An Unworkable Compromise
The Palestinians lose on a 'settlement freeze' too.


Elliott Abrams

Everyone knows that the Obama administration’s demands for a settlement freeze are a huge problem for Israeli prime minister Benjamin Netanyahu’s coalition in Jerusalem. But they are also a great problem for the Abbas/Fayyad government of the Palestinian Authority in Ramallah.

Why? Because the United States is now seeking some form of compromise, while the Palestinians are seeking a true, unalloyed, immediate, total freeze.

Having failed to bully Netanyahu into a total freeze, U.S. negotiator George Mitchell is said to be asking for a moratorium that would allow completion of all projects already underway, perhaps 2,500–3,000 units. Moreover, that moratorium is said to apply to the West Bank but to be silent about construction in Jerusalem, which would be handled separately. (News reports inform us that the new Israeli ambassador to the United States, Michael Oren, was called to the State Department on July 18 to be browbeaten over new Israeli construction in East Jerusalem. The demand that it cease was promptly rejected by Prime Minister Netanyahu the next day.)

Now, for George Mitchell this may appear to be a decent compromise. For however long the “freeze” lasts, there are no new units started. If the “freeze” lasts long enough — say, six months or a year — there will be a significant and visible reduction in Israeli construction in the West Bank. Mitchell, who is reported to want to leave his negotiator position at the end of 2009, would be able to quit while this “freeze” is in place.

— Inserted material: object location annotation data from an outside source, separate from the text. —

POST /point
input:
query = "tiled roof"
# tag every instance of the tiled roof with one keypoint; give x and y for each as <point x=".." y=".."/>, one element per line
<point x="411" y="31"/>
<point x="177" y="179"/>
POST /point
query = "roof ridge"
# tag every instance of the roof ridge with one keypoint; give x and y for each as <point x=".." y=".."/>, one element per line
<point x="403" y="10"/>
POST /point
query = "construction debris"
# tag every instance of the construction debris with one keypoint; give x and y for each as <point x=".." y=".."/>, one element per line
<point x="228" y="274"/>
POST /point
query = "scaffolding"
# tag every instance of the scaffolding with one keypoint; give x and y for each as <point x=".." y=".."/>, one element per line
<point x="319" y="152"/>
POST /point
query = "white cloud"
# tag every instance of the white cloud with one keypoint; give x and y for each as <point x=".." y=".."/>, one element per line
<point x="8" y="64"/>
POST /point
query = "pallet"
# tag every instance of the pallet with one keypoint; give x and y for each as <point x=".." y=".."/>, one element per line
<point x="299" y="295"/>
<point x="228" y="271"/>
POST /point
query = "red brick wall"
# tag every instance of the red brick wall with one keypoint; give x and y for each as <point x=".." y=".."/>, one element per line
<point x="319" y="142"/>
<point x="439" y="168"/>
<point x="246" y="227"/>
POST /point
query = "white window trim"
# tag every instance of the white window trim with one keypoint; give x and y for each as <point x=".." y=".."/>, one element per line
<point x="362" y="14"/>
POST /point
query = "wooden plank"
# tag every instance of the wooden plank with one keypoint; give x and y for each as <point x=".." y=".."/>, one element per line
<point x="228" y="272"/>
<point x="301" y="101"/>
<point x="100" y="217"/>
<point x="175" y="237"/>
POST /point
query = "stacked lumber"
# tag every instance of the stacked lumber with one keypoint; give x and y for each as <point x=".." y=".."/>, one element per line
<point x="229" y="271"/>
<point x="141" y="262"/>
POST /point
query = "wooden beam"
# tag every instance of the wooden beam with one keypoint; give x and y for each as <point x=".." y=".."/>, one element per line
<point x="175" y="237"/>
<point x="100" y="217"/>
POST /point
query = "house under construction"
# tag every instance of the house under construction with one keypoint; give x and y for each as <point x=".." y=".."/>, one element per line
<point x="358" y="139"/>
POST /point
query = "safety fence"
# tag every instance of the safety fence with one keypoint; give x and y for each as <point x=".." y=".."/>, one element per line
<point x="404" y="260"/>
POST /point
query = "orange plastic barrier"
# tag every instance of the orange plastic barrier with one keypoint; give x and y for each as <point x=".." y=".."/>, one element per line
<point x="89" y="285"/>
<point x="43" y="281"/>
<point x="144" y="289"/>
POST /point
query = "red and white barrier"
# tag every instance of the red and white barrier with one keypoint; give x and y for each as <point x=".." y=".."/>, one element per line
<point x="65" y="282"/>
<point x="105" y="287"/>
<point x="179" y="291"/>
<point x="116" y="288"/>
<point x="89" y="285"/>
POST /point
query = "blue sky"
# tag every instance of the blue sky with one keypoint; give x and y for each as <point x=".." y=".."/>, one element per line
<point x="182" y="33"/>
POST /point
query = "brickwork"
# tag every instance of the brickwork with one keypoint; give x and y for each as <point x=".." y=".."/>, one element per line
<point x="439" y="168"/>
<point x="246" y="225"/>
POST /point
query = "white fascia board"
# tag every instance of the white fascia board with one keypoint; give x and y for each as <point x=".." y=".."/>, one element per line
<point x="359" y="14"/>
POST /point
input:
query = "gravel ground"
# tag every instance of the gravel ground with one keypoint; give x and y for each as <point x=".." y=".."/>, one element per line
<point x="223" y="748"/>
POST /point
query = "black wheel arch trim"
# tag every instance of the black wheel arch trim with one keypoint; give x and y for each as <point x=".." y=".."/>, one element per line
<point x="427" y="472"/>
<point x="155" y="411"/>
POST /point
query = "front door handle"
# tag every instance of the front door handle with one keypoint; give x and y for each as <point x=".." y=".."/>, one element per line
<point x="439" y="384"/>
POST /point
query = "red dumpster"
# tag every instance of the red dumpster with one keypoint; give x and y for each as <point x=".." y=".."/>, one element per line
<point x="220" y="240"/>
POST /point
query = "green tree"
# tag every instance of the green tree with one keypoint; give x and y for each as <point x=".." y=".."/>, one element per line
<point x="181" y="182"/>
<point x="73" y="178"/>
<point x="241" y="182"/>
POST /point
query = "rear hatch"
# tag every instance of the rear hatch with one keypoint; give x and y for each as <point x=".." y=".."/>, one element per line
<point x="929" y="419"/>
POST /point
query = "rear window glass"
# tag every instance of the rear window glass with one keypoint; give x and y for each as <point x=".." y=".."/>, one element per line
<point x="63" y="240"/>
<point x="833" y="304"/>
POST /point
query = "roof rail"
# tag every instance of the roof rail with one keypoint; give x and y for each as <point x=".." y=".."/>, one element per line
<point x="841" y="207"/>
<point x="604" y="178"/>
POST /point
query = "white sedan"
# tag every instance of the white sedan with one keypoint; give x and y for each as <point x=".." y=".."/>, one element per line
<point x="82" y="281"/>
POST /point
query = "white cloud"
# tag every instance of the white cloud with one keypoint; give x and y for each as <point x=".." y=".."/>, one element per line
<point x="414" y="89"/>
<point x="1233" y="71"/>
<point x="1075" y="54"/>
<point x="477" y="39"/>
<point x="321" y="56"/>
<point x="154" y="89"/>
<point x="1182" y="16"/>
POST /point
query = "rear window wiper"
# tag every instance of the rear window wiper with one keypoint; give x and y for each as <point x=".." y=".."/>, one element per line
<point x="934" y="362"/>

As to Jerusalem, he might just say “too hard for now” and tell Arab governments privately that U.S. pressure to stop Israel from building in East Jerusalem will continue.

Why Netanyahu and his government loathe this entire Obama project is clear. Morally, it accepts the argument that Israelis have no right to live in the West Bank (or even some parts of Jerusalem). Politically, agreeing to any sort of “freeze” threatens the governing coalition. And how does Bibi Netanyahu get out of the “freeze”? What’s the exit strategy when the agreed time (Three months? Six? Nine or twelve?) ends — and Obama says, “I just need a bit more time to bring peace and freedom to the Middle East.”

All this is familiar — but look at what the Obama administration has done to its friends in Ramallah as well. Palestinian Authority president Mahmoud Abbas and his negotiator Saeb Erekat are on record demanding a total freeze — including in Jerusalem, without a time limit, all over the West Bank, every settlement, all sorts of buildings. No exceptions for construction now under way, for kindergartens, not even (or, perhaps, especially?) for synagogues. Where do they stand when the United States government announces its deal — allowing several thousand units to be completed and remaining silent on Jerusalem? Compared with the current situation — daily denunciations of settlements by Washington, while Palestinians are asked to do nothing — all of a sudden the U.S. will seem to have switched sides. All of a sudden the actual construction work you see before you is okay, Washington blesses it; and as to Jerusalem there will be no stated limits at all. “There are no middle-ground solutions for the settlement issue: Either settlement activity stops or it doesn’t stop,” Erekat told Voice of Palestine radio last week. Under all the possible compromises, it doesn’t stop — or so it will seem to Erekat and his boss Abbas, and to any Palestinian listening to Hamas’s radio and TV denunciations of such a deal.

Which is why the actual Palestinian position is to pray for Mitchell to fail. If he fails and there is no compromise deal, they are sitting pretty. Washington denounces Jerusalem, bad feeling between them continues, and Obama effectively demands nothing of the Palestinians. Of course, settlement construction continues as well, but the Palestinian leaders aren’t stupid; they know it’s a made-up issue. They know that life in the West Bank is getting better, the economy is improving, the Israelis are removing roadblocks and obstacles to movement — and they know that settlement construction provides badly needed employment for Palestinian construction workers. So, Mitchell’s failure would be sheer heaven for them, while a compromise — well, Erekat said it. Bad news.

Abbas has said a hundred times in the last few months that he will not agree to resume negotiations with Israel unless there is a settlement freeze. The United States will call whatever compromise Mitchell reaches a “settlement freeze” and will then turn the pressure on Abbas to go back to the table — forcing him to eat his words. Either he, too, will have to call any partial moratorium a real freeze, returning to the table while Hamas happily explains that he has once again given away Palestinian rights — or he’ll have to refuse to negotiate, which would anger Obama. Lose-lose.
So, this Obama settlement mania will end up damaging not only Netanyahu but Abbas as well. What a triumph of American diplomacy.

— Elliott Abrams, a senior fellow at the Council on Foreign Relations, was the deputy national security adviser handling the Middle East in the George W. Bush administration.